The implementation of Human Activities Recognition (HAR) use case by using HS-RAP platform is just taking 3 days. At first, we pre-collected all the human activities features (eg: X, Y, Z acceleration, velocity, skin temperature, heart beat rate and etc.) from the selected 5 persons, named Andy, Ben, Chris, Daniel and Ether. The subject are wearing IoT device, that will transmit a series of information via Kafka queue and store into a data file. We labelled each set of the collected data into 5 person names. Each set of data contains feature values that belonged to a 6 specific activities performed by the subjects. The activities are WALKING, SITTING, WALKING UPSTAIRS, STANDING, WALKING DOWNSTAIRS and LAYING. These activities are represented using value 1 to 6 in the dataset. The collected dataset were devided into 70% as training dataset, 30% for testing dataset.

Figure below summarize the representation and testing dataset concept. In summary, the training dataset contains of motion features captured from each subject. There are 562 total of features captured, with a total of 1609 recordset. Each recordset labelled with activity label, store into the data file of each subject respectively.

The implementation was using Classification component in learning the training dataset. A specific training dataset that belonged to a subject is supplied to the Classificaiton component to traing a model. The model is saved in HDFS named with the subject ID. In other words, specific Classification model is used for each subject. For example, Andy will has his own classification model, trained with his personal dataset while Ben will has his own too. Thus, at the end of training phase, each subject will have their own HAR recognition model, supported by ML Classification component.

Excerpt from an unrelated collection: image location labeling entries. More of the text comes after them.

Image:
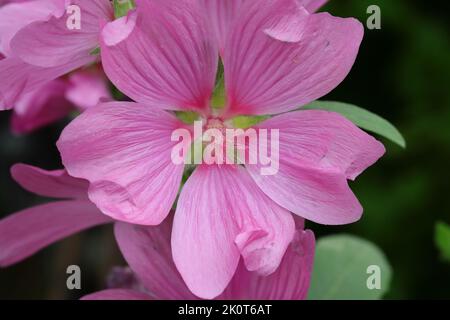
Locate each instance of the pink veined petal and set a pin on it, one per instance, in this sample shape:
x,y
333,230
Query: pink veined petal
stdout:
x,y
162,54
41,107
290,282
221,15
53,184
56,42
87,89
18,78
313,5
124,150
117,294
15,16
220,215
147,251
279,57
26,232
318,152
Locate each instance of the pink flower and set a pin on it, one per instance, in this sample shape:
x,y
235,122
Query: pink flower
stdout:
x,y
56,99
277,57
147,251
39,47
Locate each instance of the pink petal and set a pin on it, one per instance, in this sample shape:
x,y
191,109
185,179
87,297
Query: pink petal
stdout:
x,y
26,232
147,252
87,89
117,294
220,215
18,78
53,184
221,15
162,54
124,150
41,107
290,281
313,5
15,16
279,57
51,43
318,152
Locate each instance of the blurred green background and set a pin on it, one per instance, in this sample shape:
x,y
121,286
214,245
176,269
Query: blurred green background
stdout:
x,y
402,73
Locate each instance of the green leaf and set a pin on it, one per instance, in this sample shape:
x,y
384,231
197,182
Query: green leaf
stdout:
x,y
344,268
121,7
218,99
442,239
245,122
362,118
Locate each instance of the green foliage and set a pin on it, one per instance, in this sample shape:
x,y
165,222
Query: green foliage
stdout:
x,y
442,239
362,118
121,7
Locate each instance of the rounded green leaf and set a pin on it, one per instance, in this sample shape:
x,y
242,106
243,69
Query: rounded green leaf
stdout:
x,y
348,267
362,118
442,239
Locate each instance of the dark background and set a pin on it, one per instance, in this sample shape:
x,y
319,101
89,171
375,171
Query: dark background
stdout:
x,y
402,73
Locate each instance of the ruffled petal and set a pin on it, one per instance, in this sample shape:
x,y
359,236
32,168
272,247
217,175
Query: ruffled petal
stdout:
x,y
124,150
318,152
220,215
147,251
18,78
290,282
162,54
41,107
53,184
16,15
279,56
52,43
28,231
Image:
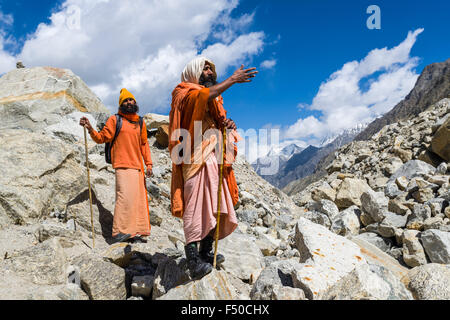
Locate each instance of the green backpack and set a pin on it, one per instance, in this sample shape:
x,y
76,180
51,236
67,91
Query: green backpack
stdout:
x,y
108,145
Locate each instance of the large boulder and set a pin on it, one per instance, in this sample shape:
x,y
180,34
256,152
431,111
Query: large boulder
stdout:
x,y
411,169
350,192
43,264
274,278
35,98
437,245
243,257
375,204
217,285
324,256
441,141
100,279
43,177
429,282
368,282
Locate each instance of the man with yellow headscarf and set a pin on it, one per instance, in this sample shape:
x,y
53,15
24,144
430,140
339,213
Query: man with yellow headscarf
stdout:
x,y
131,212
197,103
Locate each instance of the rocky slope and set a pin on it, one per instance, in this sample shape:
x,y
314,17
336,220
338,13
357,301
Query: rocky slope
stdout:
x,y
279,251
432,85
304,163
392,190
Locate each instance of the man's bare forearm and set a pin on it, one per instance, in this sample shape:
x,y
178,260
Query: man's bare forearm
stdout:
x,y
219,88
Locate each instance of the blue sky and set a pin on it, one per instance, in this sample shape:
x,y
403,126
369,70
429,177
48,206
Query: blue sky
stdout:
x,y
303,42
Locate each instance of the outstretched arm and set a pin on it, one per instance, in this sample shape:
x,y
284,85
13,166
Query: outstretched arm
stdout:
x,y
239,76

During the experiment, all data that's belonged to every subjects are streaming into the Kafka input pipeline in order to simulate the situation as the hand-held IoT data are capturing from different users at anyhwere and anytime. Each recordset carry the subject id but without activities label. The figure below showing the results in recognizing the activities performed by each subject compared with the actual activities captured in the testing dataset.

Figure below zoom in to view the result produced by a specific subject, called Andy. The graph above is plotting the known activities captured in the testing dataset. The graph is plotting 1 if the activity label in the recordset is 1. Label 1 indicating the features of the recordset are indicating subject is WALKING. If the activity label is indicating 6, that's means subject is LAYING. The graph below is plotting the label that is getting from the Andy's HAR component. Based on the same set of features in the recordset in the testing data, the HAR component is return the respecitive label class. From the result, it is showing the Actual graph pattern is similar to the Prediction graph pattern. This indicates that Andy's HAR component has well-performed in recognizing Andy's activity.